UPDATED ON:
Sunday, April 20, 2008
02:13 Mecca time, 23:13 GMT
 
News Europe
French activist Tillion dies
Tillion was credited of having brokered peace between Algeria and France [AFP]
Germaine Tillion, the renowned French activist and writer, has died at the age of 100.
 
Tillion, who played a crucial role in brokering peace between France and Algeria during the second world war, died on Saturday at her home in Saint-Mande in Paris, Tzvetan Todorov, the head of the Germaine Tillion Association, said.
Nicolas Sarkozy, the French president, had written to Tillion in May 2007, wishing to bestow on her "the affection of the entire nation".
"Anthropology, feminism, of course, the resistance, deportation, the fight for social justice, the war in Algeria, but also so many books, so many research works ... It is not possible for me to evoke here every aspect of such a beautiful and important life," said Sarkozy.
 
Prestigious awards

Tillion was one of France's most-decorated people, being one of just five women to have been awarded the Grand Cross of the Legion d'honneur, one of France's highest distinctions.

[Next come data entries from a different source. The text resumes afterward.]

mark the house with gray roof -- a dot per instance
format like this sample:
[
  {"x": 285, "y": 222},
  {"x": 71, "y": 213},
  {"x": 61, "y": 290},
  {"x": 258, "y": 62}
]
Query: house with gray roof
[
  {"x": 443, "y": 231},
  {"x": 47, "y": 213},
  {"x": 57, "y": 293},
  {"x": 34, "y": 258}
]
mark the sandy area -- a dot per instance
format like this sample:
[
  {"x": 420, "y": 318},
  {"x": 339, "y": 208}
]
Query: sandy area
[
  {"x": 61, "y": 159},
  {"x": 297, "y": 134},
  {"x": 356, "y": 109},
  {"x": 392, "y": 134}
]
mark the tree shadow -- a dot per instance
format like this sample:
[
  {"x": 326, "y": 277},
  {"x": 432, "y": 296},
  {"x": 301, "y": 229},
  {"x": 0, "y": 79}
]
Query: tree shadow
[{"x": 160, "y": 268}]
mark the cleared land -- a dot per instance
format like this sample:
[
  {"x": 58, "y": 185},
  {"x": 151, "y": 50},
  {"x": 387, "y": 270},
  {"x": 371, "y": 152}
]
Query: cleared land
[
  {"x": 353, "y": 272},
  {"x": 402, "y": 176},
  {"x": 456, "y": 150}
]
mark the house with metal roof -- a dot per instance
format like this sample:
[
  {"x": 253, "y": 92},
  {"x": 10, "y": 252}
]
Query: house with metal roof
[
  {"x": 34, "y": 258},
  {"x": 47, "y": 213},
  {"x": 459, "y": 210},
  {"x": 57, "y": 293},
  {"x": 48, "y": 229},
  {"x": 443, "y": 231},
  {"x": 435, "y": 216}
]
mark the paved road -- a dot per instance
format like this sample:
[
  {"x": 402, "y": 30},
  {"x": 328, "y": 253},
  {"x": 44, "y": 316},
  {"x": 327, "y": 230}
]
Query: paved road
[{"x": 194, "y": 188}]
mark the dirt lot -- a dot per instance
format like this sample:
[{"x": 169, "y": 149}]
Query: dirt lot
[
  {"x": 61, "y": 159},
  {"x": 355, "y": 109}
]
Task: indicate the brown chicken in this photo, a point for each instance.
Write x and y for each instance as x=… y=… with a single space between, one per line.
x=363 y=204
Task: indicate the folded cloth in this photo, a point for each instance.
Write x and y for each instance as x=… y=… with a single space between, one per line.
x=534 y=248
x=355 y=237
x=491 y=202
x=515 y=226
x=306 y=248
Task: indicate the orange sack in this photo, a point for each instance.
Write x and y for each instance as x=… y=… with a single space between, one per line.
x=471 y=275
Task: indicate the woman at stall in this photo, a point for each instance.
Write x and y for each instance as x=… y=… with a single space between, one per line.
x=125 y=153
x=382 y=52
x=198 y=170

Germany awarded her the title of "Commander of the Order of Merit of the Federal Republic" in 2004.

It was Tillion's wartime activities that first brought her wider public attention.

She was the founding member of the "Museum of Mankind" intellectual resistance network during the second world war.

She returned to Algeria after the war on behalf of the French government and played a key role in brokering truce between the two states.

Tillion was a celebrated author and her book "The Republic of Cousins: Women's Oppression in  Mediterranean Society" in which she examined the social position of women across North Africa and the eastern Mediterranean shore, is regarded as one of her most prolific works.